After a major phase of selloffs sparked by the pandemic, foreign investors have strongly returned to Egypt, Bloomberg reports.
Mohamed Hegazy, head of the Finance Ministry’s debt management unit, said that foreigners were encouraged by the agreements between Egypt and the International Monetary Fund and other institutions. Thus they increased their investment in treasury bills and bonds, to $ 21.1 billion in mid-October, from $ 10.4 billion last May.
Foreign holdings in Egyptian debt have more than doubled in five months after the onset of the pandemic which caused a dip. Though the funding has not yet reached the level it was in February, before the lockdown. Egypt’s main sources of income are tourism and revenue from cargo passing through the Suez Canal, both of which were affected due to the pandemic.
Egypt saw its biggest-ever capital outflows between March and May as part of a selloff that hit emerging markets across the globe. Although, the reversal is being fueled by the world’s best carry-trade returns after Argentina.

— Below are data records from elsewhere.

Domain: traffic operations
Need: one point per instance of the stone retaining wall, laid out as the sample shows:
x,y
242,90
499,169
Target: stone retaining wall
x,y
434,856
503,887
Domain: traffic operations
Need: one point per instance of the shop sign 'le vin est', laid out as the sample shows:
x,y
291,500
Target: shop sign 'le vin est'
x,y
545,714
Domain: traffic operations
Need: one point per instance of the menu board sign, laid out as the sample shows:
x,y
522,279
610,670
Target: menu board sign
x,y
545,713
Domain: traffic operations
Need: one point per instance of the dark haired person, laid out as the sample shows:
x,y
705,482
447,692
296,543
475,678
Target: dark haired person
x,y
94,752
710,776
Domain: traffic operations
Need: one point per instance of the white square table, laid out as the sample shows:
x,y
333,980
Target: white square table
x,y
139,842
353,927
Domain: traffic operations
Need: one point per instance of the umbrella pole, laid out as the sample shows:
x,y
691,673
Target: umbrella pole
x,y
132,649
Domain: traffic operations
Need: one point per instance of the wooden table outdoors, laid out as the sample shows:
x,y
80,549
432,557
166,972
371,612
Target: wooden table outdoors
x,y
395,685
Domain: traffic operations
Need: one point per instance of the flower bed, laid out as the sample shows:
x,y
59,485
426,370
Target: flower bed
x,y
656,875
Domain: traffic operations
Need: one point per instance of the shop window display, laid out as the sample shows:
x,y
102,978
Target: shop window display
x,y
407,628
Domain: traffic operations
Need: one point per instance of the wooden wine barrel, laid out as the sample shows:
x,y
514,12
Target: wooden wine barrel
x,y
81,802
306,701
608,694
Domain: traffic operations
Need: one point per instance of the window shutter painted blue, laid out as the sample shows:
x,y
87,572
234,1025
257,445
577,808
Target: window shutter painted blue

There has been “a huge foreign appetite in local bonds starting from late August despite the global uncertainty,” Hegazy said in an interview. As a result of the swift exit investors were able to make in early 2020, the Egyptian market gained their confidence, he explains.
Foreigners now account for 9.4% of total local-debt holdings, up from 5.2% at the end of June, according to Bloomberg.
Bloomberg states that switching to long-term debts is helping Egypt reduce borrowing costs. This is especially significant given that it is one of the most indebted countries in the Middle East. This transformation could strengthen Egypt’s initiative to include its bonds in JPMorgan’s emerging-market index, which is a benchmark for investors.